Whether it’s a website, marketing campaign, ebook, software program, or app, design projects are complicated and time-consuming. As the point person charged with managing one of these projects, you have a huge responsibility. Are you prepared to embrace it?

6 Useful Tips for Managing Design Projects

The core tenets of project management don’t differ much from project to project. However, there is a case to be made that design projects are far more challenging than the average project. They’re very detail-oriented and are often evaluated on subjective metrics and preferences.

Having said all of that, here are some practical tips you can use to increase your chances of successfully managing a design project from start to finish:

1. Set Vision and Goals

You can’t start any project – design or otherwise –without first establishing a vision and set of clearly defined goals.

One of the best formulas for coming up with a vision is as follows:

“To ______________, so that _________________.”
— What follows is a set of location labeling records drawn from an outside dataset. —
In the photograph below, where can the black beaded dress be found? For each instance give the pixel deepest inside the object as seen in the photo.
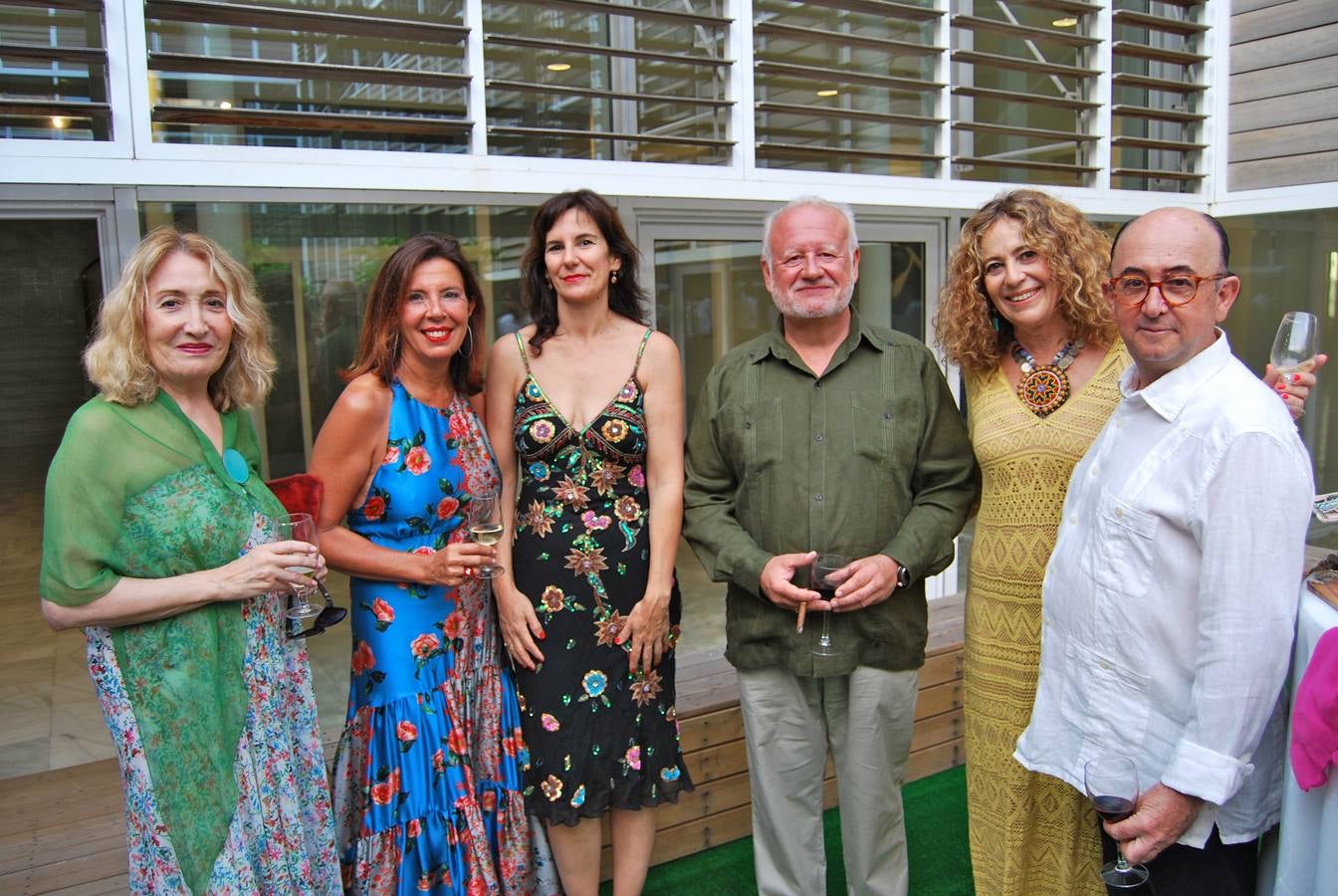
(599, 737)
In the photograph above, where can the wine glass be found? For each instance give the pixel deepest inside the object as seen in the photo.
(300, 527)
(486, 529)
(1112, 784)
(1295, 345)
(824, 582)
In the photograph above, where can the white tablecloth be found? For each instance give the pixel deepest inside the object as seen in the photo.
(1303, 861)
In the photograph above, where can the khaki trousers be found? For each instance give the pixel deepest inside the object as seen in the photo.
(789, 724)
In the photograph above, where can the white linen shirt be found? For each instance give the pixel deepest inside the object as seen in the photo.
(1170, 600)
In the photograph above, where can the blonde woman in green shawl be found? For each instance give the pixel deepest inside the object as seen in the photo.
(159, 542)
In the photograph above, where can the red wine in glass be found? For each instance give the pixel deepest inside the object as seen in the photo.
(1112, 784)
(824, 582)
(1113, 808)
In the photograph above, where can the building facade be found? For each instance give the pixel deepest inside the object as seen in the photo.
(311, 136)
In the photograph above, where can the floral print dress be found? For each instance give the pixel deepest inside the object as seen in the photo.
(212, 709)
(599, 737)
(428, 775)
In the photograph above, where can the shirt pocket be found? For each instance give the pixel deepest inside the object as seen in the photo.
(1105, 701)
(753, 436)
(1120, 558)
(872, 425)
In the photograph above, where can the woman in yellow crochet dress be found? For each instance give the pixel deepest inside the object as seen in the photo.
(1025, 319)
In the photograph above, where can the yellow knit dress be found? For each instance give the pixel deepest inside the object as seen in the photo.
(1030, 834)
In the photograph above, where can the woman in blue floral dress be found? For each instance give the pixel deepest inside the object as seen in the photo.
(428, 774)
(159, 541)
(585, 411)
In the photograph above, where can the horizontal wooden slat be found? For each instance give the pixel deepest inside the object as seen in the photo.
(1314, 43)
(1023, 163)
(1291, 109)
(1018, 63)
(1151, 143)
(1183, 27)
(797, 148)
(595, 50)
(889, 10)
(846, 77)
(46, 109)
(1034, 132)
(308, 120)
(314, 20)
(1166, 85)
(607, 135)
(1123, 110)
(1292, 139)
(1280, 19)
(847, 113)
(81, 55)
(1015, 97)
(634, 11)
(1280, 81)
(1155, 174)
(1023, 32)
(1132, 50)
(1315, 167)
(843, 39)
(84, 6)
(241, 69)
(567, 90)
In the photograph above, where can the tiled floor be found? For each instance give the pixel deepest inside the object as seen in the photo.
(49, 712)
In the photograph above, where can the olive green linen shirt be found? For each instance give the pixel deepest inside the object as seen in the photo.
(870, 458)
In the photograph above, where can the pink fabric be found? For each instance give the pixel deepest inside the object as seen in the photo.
(1314, 716)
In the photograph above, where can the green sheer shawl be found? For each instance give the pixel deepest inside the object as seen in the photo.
(142, 493)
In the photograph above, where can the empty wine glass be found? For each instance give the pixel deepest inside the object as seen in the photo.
(300, 527)
(1112, 784)
(486, 529)
(824, 582)
(1295, 345)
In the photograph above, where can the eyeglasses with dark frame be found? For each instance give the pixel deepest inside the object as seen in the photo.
(330, 615)
(1177, 289)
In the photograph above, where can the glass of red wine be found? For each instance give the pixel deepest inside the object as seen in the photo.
(1112, 784)
(825, 579)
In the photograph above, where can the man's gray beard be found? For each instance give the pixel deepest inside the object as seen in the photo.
(788, 308)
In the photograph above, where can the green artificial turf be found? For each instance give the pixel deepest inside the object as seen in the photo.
(936, 833)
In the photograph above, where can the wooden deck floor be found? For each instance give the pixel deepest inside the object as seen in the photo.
(62, 830)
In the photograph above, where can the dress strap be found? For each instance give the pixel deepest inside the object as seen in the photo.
(525, 354)
(641, 350)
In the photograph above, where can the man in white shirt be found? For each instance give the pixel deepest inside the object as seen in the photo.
(1170, 598)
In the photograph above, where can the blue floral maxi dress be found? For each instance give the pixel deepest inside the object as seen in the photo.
(427, 782)
(598, 736)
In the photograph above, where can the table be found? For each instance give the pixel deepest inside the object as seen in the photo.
(1303, 860)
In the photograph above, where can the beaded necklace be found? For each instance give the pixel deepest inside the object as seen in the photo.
(1045, 386)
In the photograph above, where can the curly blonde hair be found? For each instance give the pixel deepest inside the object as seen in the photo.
(116, 360)
(1078, 257)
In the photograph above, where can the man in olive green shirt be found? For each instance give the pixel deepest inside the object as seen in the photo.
(827, 435)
The first blank is the contribution and the second blank is the impact.

“A vision provides us our ‘why,’ but how we define our ‘what’ and ‘how’ is accomplished in goal setting,” PinnacleART explains. “A goal is a specific component of a vision. It is something that can be achieved that will contribute to striving towards a vision.”

Typically a goal is going to be broken down into two major sections: objectives and key results. Your objectives will tell you what a goal is accomplishing. It needs to be clear and specific. The results portion of a goal is the how. In other words, how will you achieve the desired outcome?
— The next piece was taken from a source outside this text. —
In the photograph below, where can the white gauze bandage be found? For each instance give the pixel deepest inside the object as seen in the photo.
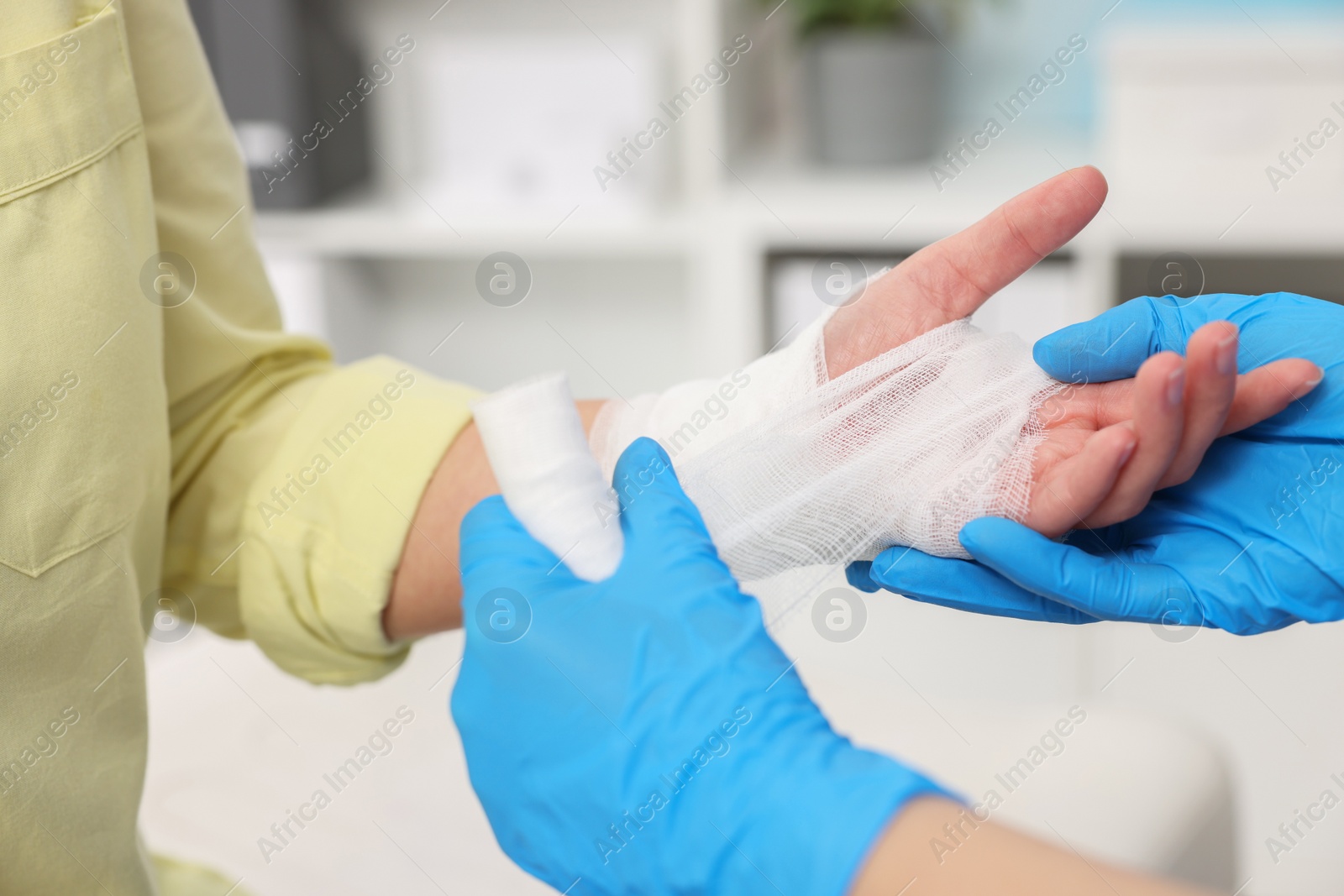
(792, 469)
(548, 476)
2. Schedule a Kick-Off Meeting

Every good design project needs a kick-off meeting – and possibly more than one. It’s during these meetings that you set the ground rules and expectations, outline the process, and address any major questions or concerns the team has. The purpose of the kick-off meeting is for everyone to be on the same page. Really emphasize the importance of speaking up during this meeting. No question is considered stupid or basic.

3. Set Clear Roles

Every individual involved in the project needs a clearly defined role – and everyone needs to know what that role is. This speeds up the communication process and makes feedback loops much more efficient. In particular, it eliminates the “who should I send this to?” question that often puts projects behind schedule.

4. Emphasize Communication

Communication needs to be smooth and free flowing. There should be both formal methods of communication – like regularly scheduled meetings or huddles to get everyone on the same page – as well as informal methods of communication – like direct messages and emails between key players.

5. Gather Feedback Along the Way

Don’t wait until the design project is complete to send a final deliverable to the client, management, or whoever is receiving the design work. The risk – particularly if you’ve never worked with this client – is that you’ll totally miss the mark and have to start over completely.

The better option is to gather feedback at key points along the way. Show your work, ask for critiques, and go from there. Yes, this can slow things down in the short-term, but it’s far more productive over the long haul.

6. Allow for Plenty of Buffer Time

Are you familiar with Parkinson’s Law? It states that work expands to fill the time available. Use this to your advantage.

If you have 120 days to complete a project, set the deadline for 90 days out. This creates an added sense of pressure for the team and will cause them to work harder and more efficiently. It also provides a buffer of 30 days on the back end so that you can address any unforeseen challenges. If you end up not needing the extra 30 days, you look like a genius. If you do need the buffer time, it’s there for the taking.

Become a Project Management Expert

If you can manage a design project from start to finish, you’re prepared to manage just about any business-related project. Design projects are challenging on multiple levels and your commitment to leading one of these teams will expose you to the fundamentals needed to master project management in the future. Commit to the process and embrace the learning!